Day Takes Social Media Beating After Rant Against Rockland Villages

by Monsey.info

Rockland County Executive Ed Day faced a backlash after singling out two villages of Rockland County as being noncompliant.

“With 75% of the COVID infections within two zip codes in Ramapo and Spring Valley, it is unconscionable that these municipalities refuse to join the State task force and become part of the solution instead of causing the continuation of a problem,” Day wrote. “The Governor personally informed me that he read the riot act to the both the mayor of Spring Valley and town supervisor of Ramapo last night. We will see what steps the governor will now take to ensure compliance to his Emergency Orders.”

Day then goes on to accuse both towns of leaching resources from the rest of the county, demanding that the villages add their personnel to the state task force.

The message posted to Facebook garnered nearly 200 replies by Thursday evening, many with directly anti-Semitic statements and accusations.

The backlash came in the form of a post from the Orthodox Jewish Affairs Council, which called out he Executive for spreading false information.

“Ramapo and Spring Valley having now 75% of Rockland’s cases is a flawed number if we don’t know what portion of county tests those two areas produce,” the OJPAC responded. “Those areas have a load of urgent care centers and health clinics so testing is easy to come by.”

The post brings examples of skewed numbers from the local urgent cares, which are disproportionately located in the two villages and attract residents from across Rockland County.

The OJPAC also targeted the presumed mass spread of the virus.

“The total known cases in those areas is now 5 per 1,000 people.
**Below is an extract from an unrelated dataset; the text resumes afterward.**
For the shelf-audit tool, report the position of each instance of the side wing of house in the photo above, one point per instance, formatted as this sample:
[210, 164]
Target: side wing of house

No, not 50 which would be 5% of the population. It’s 5 per 1,000 or around 800 cases among 138,000 people so it may be helpful to lower the scary talk,” they wrote. “But again, this number is irrelevant without looking at test totals because if you test more people you see more cases.”

The OJPAC ended with a veiled hint that targeting Jewish establishment during enforcement would not be acceptable.

In response, Day wrote “Your observations are duly noted. As to the data and actions being taken, we are merely following that data with the express purpose of interrupting the local spread of the virus and prevent a full county viral involvement as happened in the Spring under extremely similar circumstances. Finally, and to your appropriate concerns about potential profiling, be assured that I have and will again reiterate to my team that any and all actions should strictly follow the facts, data and evidence with action consistent with those directives.”